The neoadjuvant study COSS-86 was undertaken aiming at (1) improving the cure rate in osteosarcoma by early intensification of chemotherapy in high risk patients and (2) investigating the effect of intraarterial (i.a.) versus intravenous (i.v.) administration of cisplatinum. (1) Ifosfamide was added to the well proven drugs in osteosarcoma such as doxorubicin, high-dose methotrexate and cisplatinum in patients with large tumor size or/and high portion of chondroid groundsubstance or/and scintigraphic nonresponse after 4 weeks of preoperative chemotherapy.

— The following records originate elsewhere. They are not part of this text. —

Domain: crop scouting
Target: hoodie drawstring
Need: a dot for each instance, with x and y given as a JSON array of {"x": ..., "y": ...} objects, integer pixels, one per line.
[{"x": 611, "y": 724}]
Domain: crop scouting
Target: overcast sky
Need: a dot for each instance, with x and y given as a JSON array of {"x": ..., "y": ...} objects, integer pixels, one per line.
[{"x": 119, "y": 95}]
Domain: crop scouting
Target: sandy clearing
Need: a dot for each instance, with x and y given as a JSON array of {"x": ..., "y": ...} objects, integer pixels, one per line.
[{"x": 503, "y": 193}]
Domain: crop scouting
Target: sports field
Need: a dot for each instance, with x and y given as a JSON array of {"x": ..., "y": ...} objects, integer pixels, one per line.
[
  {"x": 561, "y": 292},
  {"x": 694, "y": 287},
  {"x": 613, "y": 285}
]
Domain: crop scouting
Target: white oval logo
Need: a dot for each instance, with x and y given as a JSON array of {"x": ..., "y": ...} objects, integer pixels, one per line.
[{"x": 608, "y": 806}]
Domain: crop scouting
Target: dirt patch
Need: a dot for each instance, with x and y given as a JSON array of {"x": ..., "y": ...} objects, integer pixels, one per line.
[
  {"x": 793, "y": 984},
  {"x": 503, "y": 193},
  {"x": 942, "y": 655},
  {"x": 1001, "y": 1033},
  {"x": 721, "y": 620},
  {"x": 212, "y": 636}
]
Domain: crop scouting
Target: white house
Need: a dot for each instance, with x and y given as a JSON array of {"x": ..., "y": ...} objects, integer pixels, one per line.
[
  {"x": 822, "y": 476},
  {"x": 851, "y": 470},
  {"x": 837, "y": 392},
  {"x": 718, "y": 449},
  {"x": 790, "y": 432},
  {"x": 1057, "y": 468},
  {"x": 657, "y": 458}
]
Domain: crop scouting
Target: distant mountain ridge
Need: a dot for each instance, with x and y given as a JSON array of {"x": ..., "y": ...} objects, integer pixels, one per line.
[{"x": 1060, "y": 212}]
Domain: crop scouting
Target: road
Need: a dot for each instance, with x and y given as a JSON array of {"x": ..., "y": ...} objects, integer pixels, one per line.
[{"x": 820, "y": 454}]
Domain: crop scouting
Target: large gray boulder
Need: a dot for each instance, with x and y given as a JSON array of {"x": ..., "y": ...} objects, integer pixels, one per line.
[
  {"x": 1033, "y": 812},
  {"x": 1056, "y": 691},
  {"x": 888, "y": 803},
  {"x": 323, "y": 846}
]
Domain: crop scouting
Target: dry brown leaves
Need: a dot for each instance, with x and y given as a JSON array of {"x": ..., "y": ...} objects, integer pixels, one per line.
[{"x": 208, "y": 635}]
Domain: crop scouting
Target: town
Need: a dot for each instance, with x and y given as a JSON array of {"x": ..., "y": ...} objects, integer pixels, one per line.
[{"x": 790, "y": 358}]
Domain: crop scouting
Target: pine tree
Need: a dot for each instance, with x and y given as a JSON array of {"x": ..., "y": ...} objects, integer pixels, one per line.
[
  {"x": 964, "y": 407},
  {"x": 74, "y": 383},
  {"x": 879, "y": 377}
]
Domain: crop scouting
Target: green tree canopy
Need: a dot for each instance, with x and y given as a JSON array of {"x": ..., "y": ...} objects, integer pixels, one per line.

It was given in combination with cisplatinum. (2) The same patients were allocated to either the intraarterial study arm or the intravenous control arm of the study. The response rate (greater than 90% tumor necrosis) of all patients was 75% (88/118). No advantage in response rate was achieved by i.a. infusion of cis-platinum within this highly efficient 4-drug regimen (i.a. 75% (33/44) vs. i.v. 74% (35/47)). The significantly improved response rate in this study results in a better metastasis free survival (MFS) of 77% (+/- 4) at 4 years.